SELANDIA BARU – Jarum jahit ditemukan di dalam kemasan buah stroberi di Australia dan menyebar ke Selandia Baru yang ditemukan dalam sebuah supermarket Auckland.
Akibatnya, jaringan supermarket tersebut, Countdown, menarik semua kemasan stroberi dari satu merek, Choice, yang diimpor dari Australia.
“Kami memberikan perhatian serius terhadap keamanan makanan,” kata perusahaan Countdown.
“Para konsumen dapat mengembalikan semua stroberi merek Choice yang mungkin mereka simpan di rumah, demi ketenangan pikiran dan mendapat pengembalian uang.”
Dua distributor makanan terbesar di Selandia Baru, Countdown dan Foodstuffs – menyatakan telah menghentikan impor stroberi dari Australia karena kekhawatiran akan jarum di dalam buah berwarna merah itu.

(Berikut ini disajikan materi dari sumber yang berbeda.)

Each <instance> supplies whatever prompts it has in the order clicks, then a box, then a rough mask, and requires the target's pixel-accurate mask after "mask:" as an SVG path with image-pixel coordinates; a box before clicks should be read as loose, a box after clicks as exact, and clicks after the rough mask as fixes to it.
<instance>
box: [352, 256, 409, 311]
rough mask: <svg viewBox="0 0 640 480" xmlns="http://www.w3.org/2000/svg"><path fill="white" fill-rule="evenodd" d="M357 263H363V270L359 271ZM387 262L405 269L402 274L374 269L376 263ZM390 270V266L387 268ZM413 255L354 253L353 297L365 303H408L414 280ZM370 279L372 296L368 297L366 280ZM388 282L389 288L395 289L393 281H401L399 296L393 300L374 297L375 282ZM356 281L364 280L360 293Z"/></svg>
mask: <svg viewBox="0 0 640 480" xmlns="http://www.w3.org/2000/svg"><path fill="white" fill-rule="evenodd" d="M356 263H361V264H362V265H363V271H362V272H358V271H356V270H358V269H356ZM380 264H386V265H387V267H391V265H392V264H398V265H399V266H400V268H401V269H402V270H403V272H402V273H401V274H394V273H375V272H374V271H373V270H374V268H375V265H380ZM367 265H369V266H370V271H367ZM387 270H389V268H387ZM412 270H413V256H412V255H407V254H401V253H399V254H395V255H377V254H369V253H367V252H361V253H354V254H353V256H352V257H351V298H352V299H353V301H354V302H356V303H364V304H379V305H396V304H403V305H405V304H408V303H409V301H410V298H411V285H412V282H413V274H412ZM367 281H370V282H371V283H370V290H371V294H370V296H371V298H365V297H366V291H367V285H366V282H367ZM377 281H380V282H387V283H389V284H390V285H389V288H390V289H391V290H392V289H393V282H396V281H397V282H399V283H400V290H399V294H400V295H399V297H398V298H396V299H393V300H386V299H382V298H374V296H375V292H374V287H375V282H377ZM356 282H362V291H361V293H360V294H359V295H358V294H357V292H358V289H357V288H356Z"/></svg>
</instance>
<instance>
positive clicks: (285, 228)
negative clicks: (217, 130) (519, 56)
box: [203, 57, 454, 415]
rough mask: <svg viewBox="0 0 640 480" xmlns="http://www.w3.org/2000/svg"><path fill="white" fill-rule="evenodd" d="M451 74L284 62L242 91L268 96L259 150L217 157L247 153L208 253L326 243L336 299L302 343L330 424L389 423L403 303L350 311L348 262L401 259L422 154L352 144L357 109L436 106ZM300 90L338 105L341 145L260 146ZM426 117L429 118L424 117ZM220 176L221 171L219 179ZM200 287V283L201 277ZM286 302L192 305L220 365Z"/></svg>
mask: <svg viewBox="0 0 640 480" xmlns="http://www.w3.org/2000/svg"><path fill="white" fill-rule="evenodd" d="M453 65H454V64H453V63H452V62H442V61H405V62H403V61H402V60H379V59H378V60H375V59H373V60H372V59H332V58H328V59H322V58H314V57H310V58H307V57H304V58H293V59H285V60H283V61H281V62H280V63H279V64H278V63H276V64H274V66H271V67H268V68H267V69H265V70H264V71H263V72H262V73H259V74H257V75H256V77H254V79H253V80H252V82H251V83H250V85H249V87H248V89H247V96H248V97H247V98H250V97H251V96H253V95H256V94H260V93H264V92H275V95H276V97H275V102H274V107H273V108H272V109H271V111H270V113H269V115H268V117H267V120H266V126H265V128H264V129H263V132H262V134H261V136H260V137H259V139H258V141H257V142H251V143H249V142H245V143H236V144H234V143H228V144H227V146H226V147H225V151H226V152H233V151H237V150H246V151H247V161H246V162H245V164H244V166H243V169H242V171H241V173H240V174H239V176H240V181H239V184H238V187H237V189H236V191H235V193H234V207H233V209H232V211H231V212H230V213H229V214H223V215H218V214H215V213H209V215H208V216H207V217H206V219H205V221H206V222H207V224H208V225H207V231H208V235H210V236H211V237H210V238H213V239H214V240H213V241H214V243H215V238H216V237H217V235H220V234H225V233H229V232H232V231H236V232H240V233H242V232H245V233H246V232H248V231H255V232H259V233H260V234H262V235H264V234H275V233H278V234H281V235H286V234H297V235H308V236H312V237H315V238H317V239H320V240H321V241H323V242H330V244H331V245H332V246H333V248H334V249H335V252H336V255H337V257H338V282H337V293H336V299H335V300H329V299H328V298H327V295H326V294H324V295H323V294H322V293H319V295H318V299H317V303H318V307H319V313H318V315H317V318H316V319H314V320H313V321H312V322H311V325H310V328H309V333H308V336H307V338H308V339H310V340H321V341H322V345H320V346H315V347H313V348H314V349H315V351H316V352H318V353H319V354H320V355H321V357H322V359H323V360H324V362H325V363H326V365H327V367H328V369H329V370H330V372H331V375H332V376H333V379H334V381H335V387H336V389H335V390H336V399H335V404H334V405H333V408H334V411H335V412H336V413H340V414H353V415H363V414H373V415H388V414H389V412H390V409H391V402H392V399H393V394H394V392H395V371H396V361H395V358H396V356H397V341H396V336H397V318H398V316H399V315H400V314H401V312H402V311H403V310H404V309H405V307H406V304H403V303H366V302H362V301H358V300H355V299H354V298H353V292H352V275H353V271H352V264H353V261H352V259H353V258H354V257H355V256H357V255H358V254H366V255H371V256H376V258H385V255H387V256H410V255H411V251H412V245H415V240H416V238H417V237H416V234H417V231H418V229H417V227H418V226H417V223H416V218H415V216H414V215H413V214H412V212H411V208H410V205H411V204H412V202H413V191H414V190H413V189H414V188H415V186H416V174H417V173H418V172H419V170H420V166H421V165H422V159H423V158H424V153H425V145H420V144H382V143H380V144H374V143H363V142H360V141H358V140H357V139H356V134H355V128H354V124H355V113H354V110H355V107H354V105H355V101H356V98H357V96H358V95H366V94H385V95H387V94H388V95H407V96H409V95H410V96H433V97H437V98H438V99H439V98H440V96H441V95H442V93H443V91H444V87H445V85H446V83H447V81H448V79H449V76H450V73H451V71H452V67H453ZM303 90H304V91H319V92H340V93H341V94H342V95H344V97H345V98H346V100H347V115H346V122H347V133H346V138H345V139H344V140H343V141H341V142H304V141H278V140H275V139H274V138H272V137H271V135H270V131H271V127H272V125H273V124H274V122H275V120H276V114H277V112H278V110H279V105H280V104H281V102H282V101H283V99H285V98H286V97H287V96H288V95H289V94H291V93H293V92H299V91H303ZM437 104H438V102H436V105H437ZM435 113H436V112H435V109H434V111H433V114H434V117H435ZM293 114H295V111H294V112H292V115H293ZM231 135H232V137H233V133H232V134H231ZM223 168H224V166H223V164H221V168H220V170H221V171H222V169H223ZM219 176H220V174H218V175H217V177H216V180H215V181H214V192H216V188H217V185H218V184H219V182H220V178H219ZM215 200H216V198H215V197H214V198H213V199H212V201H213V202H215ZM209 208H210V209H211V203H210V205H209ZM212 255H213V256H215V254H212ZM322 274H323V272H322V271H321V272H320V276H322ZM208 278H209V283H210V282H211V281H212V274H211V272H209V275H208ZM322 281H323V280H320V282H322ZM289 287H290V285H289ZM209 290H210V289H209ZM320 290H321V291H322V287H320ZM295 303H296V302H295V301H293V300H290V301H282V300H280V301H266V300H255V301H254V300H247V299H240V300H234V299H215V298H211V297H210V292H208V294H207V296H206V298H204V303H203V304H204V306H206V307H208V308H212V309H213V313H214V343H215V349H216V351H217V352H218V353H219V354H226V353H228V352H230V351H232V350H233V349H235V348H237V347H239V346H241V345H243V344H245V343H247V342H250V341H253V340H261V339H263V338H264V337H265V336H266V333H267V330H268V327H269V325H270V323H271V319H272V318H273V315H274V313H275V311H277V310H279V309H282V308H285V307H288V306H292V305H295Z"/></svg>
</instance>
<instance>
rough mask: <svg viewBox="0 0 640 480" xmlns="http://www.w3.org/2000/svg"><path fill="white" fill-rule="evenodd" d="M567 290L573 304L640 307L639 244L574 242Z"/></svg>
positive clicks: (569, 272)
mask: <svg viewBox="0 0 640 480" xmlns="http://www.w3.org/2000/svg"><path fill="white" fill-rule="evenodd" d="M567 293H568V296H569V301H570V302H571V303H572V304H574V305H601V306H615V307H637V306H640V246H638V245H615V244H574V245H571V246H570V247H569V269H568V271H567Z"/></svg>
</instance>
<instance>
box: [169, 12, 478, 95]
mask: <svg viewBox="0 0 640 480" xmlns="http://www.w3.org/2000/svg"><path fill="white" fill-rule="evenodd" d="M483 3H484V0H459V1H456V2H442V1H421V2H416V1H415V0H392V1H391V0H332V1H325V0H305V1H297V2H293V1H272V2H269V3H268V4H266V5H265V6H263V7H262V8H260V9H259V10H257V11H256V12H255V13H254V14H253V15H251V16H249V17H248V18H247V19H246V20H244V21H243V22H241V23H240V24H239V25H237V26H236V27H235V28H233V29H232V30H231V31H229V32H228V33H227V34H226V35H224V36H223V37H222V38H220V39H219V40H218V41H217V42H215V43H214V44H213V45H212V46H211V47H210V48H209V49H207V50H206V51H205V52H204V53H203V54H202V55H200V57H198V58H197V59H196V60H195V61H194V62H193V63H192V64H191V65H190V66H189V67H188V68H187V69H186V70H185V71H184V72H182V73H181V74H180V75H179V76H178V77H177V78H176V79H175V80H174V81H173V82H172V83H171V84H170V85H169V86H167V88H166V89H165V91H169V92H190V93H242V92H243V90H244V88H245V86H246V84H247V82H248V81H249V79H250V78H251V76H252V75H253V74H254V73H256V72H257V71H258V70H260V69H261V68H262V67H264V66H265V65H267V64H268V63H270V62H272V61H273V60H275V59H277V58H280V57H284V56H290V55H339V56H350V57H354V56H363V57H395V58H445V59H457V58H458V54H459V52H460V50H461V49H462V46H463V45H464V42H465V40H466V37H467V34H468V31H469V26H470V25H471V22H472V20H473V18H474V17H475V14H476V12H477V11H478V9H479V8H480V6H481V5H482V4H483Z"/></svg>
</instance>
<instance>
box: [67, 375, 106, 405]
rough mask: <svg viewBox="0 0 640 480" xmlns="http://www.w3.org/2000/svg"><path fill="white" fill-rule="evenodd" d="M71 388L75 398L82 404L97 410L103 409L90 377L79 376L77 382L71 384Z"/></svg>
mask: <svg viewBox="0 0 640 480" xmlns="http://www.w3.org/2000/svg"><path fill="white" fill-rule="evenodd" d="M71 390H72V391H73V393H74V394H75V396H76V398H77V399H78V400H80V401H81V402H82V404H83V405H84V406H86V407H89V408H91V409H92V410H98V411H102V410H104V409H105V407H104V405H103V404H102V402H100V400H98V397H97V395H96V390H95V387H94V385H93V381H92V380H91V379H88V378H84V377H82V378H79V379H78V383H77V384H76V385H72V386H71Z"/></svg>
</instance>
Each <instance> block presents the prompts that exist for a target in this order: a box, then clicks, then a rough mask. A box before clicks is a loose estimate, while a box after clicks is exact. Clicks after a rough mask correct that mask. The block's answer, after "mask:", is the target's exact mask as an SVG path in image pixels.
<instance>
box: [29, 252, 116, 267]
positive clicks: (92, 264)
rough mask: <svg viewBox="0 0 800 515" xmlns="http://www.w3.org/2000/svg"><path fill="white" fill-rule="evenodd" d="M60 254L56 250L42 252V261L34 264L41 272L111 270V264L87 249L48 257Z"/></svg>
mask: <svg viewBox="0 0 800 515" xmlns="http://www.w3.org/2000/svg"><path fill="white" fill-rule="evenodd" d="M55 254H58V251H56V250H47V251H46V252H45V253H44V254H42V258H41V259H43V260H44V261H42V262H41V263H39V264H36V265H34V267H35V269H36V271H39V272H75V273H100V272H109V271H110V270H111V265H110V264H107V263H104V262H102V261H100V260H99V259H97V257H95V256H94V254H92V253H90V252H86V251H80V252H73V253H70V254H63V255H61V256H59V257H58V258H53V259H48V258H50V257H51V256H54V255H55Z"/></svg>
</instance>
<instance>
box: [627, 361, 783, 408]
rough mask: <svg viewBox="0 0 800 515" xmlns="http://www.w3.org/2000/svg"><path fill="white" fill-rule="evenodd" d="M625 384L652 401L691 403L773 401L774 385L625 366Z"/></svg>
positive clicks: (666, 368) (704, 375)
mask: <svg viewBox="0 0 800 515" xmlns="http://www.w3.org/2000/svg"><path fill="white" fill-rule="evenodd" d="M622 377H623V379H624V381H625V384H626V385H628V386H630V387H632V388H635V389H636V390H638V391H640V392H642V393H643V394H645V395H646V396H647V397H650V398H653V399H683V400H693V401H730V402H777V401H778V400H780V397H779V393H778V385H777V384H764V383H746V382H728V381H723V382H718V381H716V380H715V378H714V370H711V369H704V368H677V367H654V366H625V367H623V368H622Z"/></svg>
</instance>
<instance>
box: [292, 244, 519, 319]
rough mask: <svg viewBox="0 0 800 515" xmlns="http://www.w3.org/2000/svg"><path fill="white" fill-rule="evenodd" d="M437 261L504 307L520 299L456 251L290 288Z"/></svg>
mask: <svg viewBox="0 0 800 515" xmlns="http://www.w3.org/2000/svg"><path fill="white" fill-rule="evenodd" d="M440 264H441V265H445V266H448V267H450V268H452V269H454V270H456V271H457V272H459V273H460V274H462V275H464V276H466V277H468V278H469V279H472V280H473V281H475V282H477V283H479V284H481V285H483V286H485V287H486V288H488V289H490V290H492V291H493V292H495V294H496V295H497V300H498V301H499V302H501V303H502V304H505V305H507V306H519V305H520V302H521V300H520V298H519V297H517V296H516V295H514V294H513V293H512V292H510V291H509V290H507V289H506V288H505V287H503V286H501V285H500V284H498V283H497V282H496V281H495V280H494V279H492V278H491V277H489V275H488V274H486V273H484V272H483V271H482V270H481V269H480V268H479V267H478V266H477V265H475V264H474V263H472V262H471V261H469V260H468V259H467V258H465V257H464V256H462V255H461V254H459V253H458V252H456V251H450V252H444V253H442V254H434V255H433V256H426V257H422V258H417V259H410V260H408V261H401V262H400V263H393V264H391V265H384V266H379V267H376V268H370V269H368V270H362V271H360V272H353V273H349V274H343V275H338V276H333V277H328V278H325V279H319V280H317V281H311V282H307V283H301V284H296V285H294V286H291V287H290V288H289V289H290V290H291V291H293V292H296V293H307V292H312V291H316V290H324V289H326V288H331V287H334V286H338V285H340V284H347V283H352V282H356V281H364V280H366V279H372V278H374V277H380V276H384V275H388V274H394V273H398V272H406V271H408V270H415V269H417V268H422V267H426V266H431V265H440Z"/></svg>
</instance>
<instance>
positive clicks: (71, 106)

Di Australia sendiri terdapat lebih dari 100 kasus penemuan jarum di dalam stroberi yang dijual di supermarket. Namun banyak kasus diperkirakan hanya aksi tiru-tiruan.
Hal tersebut berimbas pada para petani yang erpaksa memusnahkan berton-ton stroberi karena permintaan langsung anjlok, padahal kini merupakan masa puncak panen.
Para petani mengatakan kasus jarum ini membuat harga jatuh di seluruh Australia. Di Western Australia, harga stroberi dilaporkan bahkan berada di bawah ongkos produksi.
Sementara itu pemerintah Negara Bagian Queensland menawarkan hadiah senilai A$100.000, atau sekitar Rp1 miliar, bagi siapa saja yang bisa mengungkap pihak yang berada di balik kasus jarum di dalam stroberi tersebut, demikian dilansir BBC.